I was amused when my hon. Friend the Member for North East Somerset talked about the amount of jargon in this document, especially as he rounded off his attack on jargon with the word “persiflage”. I think that that was the first time that I have heard that word in Committee. It is perhaps an appropriate word to use, given the way in which these documents are written. In my experience of discussing some of these documents in European councils, so much effort goes into the drafting that often the meaning is lost, as everyone seeks to get in their point.
I want to end on the point with which the hon. Member for Nottingham East started. He said that he wanted to oppose this measure, and I know why that is. He mentioned a key phrase but, in making his case, he left out a few words. He objects to
That is the issue that we face. Every time we put forward welfare reform measures, the Opposition seek to oppose them. They talk about their shock about the education maintenance allowances, but there are no commitments to reinstate them. At the weekend, the shadow Chancellor decided to conjure up another £12 billion of borrowing to fund some temporary tax cuts. He has already suggested £10 billion of extra borrowing to fund a temporary VAT cut. The reality is that all such measures push the economy off course in tackling the fiscal deficit.
I shall wrap up. Time and again, the Labour party talks about fiscal plans, but it clearly has no plans to tackle the deficit. The tough decisions that we have taken, and which the motion emphasises, have led to a situation in which our interest rates are similar to those of Germany, although our deficit is higher than that of Greece. Those tough decisions have led to lower rates, benefiting businesses and families. The low rates are a testament to the credibility of the Government in tackling the problems. I believe that, as the growth survey states, we can tackle the deficit and bring credibility to fiscal plans while promoting growth-friendly policies. On that basis, I urge my hon. Friends to support the motion.

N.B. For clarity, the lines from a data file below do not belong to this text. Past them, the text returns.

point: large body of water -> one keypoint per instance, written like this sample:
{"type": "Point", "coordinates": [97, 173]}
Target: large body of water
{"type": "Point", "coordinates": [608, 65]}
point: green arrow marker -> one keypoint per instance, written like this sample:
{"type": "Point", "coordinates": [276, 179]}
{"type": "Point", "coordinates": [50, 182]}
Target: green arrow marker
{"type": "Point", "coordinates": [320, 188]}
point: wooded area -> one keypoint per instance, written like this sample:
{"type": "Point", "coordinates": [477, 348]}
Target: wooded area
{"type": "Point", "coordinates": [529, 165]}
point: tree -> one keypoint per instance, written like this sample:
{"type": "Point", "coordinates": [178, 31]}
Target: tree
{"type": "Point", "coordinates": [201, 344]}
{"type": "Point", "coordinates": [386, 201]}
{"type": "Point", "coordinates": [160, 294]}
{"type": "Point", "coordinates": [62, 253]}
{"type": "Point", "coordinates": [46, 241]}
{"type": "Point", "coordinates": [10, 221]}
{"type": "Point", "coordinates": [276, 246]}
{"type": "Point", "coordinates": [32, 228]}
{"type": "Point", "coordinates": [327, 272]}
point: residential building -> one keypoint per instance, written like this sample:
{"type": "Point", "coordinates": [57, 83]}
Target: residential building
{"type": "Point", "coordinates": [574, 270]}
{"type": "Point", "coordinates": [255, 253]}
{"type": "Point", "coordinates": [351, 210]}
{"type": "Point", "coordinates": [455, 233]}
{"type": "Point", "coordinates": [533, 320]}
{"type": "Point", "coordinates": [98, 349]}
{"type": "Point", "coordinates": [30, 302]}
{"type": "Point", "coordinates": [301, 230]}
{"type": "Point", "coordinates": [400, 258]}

That the Committee takes note of European Union Document No. 17229/11 and Addenda 1 to 4 relating to a Commission Communication: Annual Growth Survey 2012; supports the Government’s view that this document sends important messages about the urgency of pursuing both fiscal consolidation and structural reform; further supports the tough decisions being taken in the UK to bring the deficit under control and stimulate economic growth; welcomes the focus on EU-level reforms such as the liberalisation of services and the development of the digital single market as a complement to Member States’ reform efforts but considers that an even greater effort is required at EU level to stimulate growth; and agrees that the survey should not focus on taxation, as it is important for Member States to retain the flexibility to shape their own tax policies to suit their economic circumstances.